Procès Jaussi: le ministère public veut huit ans de prison

Troisième jour de procès pour le fondateur de S3, ce lundi. Le procureur général a présenté la peine requise pour escroquerie et gestion déloyale entre autres.

L'ingénieur de 49 ans comparait devant le Tribunal pénal économique fribourgeois. © KEYSTONE

Pascal Jaussi prend l'audience de son procès "pour des idiots." Ce sont les mots du Ministère public lundi matin au troisième jour de la procédure contre l'ex-patron de Swiss Space System (S3) devant le Tribunal pénal économique. Il requiert 8 ans de prison ferme.

Pour rappel, l’ingénieur de 49 ans doit entre autres répondre d’escroquerie, de gestion déloyale et d'induction de la justice en erreur. Il y a 10 ans, l’homme aurait simulé une agression dans une forêt broyarde pour éviter la faillite de sa société active dans l’aérospatiale. Une faillite qui a finalement été prononcée, laissant un découvert de 31,6 millions de francs.

Inepties, Mensonges et histoire abracadabrante: la procureure Laurianne Sallin a d’abord insisté sur l’attitude et les déclarations floues de Pascal Jaussi sur sa soi-disant agression le 26 août 2016 dans le bois d’Aumont.
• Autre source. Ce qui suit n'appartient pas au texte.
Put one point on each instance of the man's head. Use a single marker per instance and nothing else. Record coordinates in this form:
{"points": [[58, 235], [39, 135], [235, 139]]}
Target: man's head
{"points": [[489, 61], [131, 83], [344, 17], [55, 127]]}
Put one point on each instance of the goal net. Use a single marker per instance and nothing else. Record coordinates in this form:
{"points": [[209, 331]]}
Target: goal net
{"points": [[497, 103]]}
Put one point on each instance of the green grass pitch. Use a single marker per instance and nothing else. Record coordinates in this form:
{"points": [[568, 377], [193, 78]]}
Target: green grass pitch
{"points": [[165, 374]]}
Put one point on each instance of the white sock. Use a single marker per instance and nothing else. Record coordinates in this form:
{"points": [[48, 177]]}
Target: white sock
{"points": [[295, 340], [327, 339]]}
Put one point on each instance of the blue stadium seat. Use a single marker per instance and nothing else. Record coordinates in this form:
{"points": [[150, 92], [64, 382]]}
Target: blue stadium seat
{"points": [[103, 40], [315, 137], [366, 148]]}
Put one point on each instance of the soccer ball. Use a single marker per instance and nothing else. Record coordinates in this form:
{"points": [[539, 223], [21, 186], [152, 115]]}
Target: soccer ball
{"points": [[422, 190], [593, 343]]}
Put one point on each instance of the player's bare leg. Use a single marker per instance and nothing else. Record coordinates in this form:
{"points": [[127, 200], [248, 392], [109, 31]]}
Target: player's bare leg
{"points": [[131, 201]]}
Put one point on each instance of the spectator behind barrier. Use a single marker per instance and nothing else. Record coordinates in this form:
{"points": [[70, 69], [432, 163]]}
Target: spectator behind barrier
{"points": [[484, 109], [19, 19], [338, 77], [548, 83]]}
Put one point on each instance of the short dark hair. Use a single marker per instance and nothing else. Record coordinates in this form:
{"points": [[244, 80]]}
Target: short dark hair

Le prévenu évoque un tueur à gages, qui l’aurait kidnappé, molesté puis lui aurait mis le feu… Un tissu de mensonges, selon la magistrate. Pour le Ministère public, il ne fait aucun doute que le prévenu a mis en scène cette "sauvage" agression: "Comme souvent, Pascal Jaussi nous emmène dans la 4e dimension, prêt à tout pour que son image survive."

À l’évocation de ces faits, Pascal Jaussi s’est penché sur sa chaise, l’air abattu, sous le regard de sa femme, présente dans le public à titre de plaignante, car c’est sa voiture qui a brûlé ce jour-là.

Sur le plan financier, Pascal Jaussi a produit de faux documents bancaires, a inventé des contrats faramineux à neuf chiffres et a vendu des vols irréalistes alors qu’il ne possédait pas d’avion. Il a trompé ses investisseurs, ses clients, ses collaborateurs. La culpabilité est extrêmement lourde, a insisté le procureur général Raphaël Bourquin. Il demande donc 8 ans de prison ferme.

Le procès se poursuit lundi après-midi avec les plaidoiries de la défense.